"A minor executive, that is," Mr. Replogle hastened to inform them, before Ditmars could open his big mouth again. "More like a shipping clerk."

"Is Orville his first or his last name?" Woman's Own wanted to know.

"Just Orville," Mr. Ditmars said. "Like Rembrandt."

"Of course Rembrandt did have a last name," Mr. Replogle pointed out. "He just isn't known by it."

"And Orville's more like Grandma Moses, anyhow, I would say," commented the Times-Herald-Mirror.

"He is a primitive, true," Mr. Replogle said judiciously. "If you insist upon pinning a label on him, you might call him a post pre-Raphaelite, with just a soupcon of Rousseau."

"I didn't know Rousseau painted," the World-Post and Journal man said, busily clicking on his typopad.

"Not that one," Mr. Replogle told him kindly. "The other two."

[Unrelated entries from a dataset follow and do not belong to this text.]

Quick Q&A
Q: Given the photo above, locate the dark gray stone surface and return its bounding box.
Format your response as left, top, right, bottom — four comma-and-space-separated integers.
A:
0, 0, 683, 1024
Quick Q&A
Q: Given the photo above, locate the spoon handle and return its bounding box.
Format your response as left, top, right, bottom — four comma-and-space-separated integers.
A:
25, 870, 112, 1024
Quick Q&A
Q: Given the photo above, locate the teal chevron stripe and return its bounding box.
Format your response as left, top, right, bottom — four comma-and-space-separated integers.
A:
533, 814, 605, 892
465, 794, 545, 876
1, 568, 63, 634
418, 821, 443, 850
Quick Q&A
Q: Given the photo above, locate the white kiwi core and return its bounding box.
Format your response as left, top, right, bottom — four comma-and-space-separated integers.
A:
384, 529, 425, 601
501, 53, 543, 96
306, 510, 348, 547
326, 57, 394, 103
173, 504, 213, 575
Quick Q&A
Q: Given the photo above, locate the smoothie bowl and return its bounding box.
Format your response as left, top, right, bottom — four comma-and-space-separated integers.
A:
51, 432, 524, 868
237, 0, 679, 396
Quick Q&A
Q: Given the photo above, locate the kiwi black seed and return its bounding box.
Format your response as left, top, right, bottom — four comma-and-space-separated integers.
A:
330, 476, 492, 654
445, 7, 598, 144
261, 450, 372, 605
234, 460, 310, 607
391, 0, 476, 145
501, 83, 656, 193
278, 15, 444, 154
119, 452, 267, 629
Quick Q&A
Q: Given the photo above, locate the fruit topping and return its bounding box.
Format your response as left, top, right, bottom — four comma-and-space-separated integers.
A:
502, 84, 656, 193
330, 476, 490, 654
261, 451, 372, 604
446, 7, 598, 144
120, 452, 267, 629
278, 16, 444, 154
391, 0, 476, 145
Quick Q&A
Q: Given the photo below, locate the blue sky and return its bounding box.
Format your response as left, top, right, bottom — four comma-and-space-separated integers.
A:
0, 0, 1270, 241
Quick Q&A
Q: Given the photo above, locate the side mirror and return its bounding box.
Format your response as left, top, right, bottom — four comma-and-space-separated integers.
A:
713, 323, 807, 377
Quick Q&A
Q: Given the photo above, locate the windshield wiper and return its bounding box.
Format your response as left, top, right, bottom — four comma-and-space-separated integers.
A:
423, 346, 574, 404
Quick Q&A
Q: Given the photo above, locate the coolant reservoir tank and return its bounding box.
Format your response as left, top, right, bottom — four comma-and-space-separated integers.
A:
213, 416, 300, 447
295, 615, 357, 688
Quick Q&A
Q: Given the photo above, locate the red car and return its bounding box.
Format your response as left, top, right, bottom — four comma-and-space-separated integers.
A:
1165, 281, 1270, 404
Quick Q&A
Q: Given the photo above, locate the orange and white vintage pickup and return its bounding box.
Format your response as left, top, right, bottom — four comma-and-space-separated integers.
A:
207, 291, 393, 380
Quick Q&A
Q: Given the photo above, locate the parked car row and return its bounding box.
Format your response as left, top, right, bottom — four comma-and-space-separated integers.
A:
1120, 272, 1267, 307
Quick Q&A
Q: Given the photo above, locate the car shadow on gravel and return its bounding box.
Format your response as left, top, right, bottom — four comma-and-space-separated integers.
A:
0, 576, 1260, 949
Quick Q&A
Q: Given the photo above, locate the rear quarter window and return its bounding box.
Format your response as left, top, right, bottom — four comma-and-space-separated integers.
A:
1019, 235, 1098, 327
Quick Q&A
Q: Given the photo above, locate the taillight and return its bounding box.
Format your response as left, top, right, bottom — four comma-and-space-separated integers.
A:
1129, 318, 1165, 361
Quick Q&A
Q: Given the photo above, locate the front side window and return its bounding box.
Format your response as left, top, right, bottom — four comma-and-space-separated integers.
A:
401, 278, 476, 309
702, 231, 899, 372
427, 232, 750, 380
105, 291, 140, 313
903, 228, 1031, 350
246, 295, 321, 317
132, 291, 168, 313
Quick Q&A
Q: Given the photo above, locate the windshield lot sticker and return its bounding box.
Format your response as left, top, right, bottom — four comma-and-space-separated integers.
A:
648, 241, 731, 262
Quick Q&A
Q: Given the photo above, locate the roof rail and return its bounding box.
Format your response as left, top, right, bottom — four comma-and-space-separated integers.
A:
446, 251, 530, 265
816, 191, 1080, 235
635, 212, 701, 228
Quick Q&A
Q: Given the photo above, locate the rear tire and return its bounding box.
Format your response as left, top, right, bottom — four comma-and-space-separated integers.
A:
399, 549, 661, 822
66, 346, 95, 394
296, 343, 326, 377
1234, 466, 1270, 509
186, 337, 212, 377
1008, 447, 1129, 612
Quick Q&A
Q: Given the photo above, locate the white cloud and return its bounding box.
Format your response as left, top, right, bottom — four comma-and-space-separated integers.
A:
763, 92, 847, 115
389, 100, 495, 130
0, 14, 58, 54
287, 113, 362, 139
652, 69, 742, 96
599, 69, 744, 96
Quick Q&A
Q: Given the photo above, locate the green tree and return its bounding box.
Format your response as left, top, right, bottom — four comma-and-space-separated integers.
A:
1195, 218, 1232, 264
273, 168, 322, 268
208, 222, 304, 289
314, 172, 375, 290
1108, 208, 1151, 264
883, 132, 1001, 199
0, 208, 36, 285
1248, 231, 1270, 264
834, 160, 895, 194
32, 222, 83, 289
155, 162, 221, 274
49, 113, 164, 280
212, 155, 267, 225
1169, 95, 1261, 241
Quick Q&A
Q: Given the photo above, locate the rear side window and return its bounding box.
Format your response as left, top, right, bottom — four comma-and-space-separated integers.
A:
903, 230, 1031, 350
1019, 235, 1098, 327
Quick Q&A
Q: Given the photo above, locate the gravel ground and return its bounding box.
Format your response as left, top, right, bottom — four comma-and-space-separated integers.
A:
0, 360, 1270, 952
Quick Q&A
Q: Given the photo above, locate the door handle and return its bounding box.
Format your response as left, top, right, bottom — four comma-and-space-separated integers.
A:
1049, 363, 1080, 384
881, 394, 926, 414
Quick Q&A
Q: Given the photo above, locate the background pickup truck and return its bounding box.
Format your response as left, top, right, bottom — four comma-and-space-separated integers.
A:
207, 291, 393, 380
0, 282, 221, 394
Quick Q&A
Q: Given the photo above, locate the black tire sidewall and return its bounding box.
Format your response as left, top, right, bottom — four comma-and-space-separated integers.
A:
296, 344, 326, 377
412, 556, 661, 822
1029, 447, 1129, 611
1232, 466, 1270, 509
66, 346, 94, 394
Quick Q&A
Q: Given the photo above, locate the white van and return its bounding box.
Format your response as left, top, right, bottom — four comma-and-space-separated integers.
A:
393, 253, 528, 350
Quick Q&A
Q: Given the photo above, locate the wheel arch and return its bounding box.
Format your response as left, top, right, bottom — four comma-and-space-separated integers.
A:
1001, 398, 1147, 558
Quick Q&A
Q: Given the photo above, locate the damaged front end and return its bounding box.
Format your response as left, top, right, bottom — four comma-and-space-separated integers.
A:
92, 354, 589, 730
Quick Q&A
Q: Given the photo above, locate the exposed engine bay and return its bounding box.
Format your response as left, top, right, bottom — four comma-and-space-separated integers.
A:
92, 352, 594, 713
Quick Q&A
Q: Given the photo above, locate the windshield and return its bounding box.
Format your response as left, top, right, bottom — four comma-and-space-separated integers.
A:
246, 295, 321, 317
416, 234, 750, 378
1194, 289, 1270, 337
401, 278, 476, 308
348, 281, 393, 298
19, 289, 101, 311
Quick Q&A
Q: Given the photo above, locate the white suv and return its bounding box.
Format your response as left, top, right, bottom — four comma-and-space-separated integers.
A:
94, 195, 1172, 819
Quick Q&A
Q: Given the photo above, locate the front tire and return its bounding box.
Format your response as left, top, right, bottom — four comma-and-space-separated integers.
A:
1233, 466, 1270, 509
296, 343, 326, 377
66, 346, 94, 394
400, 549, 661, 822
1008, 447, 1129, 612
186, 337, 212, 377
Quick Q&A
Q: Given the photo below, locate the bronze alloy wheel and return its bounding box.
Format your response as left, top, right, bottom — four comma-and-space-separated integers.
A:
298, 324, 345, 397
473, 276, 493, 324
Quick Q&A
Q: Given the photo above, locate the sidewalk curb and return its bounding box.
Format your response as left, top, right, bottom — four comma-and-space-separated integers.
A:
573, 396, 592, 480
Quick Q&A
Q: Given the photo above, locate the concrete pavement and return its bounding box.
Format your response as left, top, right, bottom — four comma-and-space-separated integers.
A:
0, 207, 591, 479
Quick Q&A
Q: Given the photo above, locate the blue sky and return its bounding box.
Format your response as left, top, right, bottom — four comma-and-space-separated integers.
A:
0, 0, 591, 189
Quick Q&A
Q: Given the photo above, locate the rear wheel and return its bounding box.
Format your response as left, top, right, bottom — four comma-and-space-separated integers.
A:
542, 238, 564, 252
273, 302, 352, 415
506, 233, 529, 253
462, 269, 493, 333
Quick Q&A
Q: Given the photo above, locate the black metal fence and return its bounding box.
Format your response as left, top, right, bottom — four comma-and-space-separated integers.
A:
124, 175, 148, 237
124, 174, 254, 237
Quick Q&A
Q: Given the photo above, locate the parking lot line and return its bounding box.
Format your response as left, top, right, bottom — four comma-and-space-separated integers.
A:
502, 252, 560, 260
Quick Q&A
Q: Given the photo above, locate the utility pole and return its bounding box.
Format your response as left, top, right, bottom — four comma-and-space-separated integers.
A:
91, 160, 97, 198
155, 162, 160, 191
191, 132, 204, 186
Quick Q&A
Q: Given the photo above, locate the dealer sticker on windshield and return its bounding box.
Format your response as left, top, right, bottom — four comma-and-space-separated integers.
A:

"How old is Orville?" Woman's Own held her typopad at the ready. "How many children does he have? Is he married? Fond of animals? What does he eat for breakfast?"

"For heaven's sake," Mr. Ditmars exploded, "it isn't the man himself that matters—it's the man as interpreted through his art! And you can see that art for yourself." He waved his arms toward the pale gallery walls. "Drink it in and absorb the essence of the artist."